Chicken Orzo Salad with Radiccio and Basil
- Yield: servings
- 4-- thinly slicked chicken breasts
- 1can chicken broth
- 2cups orzo
- 4ounces sun-dried tomatoes packed in oil
- 1-- head radicchio
- 2bunches fresh basil leaves
- 3cloves garlic
- 1/2cup pine nuts
- 1/2cup extra-virgin olive oil
- 1/3cup balsamic vinegar
- -- salt and pepper to taste
- -- red pepper flakes (optional)
- Cook orzo according to directions on box.
- Rinse and pat dry chicken breasts. Sprinkle with salt, pepper and red pepper flakes. Add to large slightly oiled frying pan on medium to high heat and sear for 2 minutes on each side. Add chicken broth, lower heat, cover and simmer for five minutes.

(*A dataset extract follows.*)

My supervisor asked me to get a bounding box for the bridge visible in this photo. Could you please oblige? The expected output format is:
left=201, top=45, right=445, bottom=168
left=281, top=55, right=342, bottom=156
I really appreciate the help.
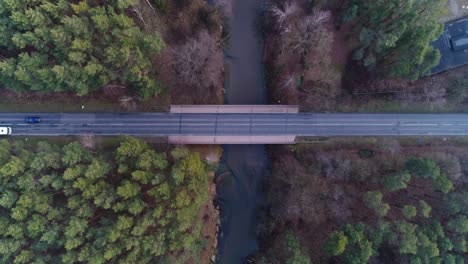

- Toast pine nuts in 450 degree oven for three to five minutes.
- Coarsely chop radicchio and sun dried tomatoes. Mince garlic. Tear basil leaves from stem.
- Once orzo has cooled, add olive oil and balsamic vinegar and stir. Fold in tomatoes, radicchio, garlic, nuts and basil. Chop cooled chicken into bite sized pieces and add to orzo. Add salt and pepper to taste. Serve room temperature.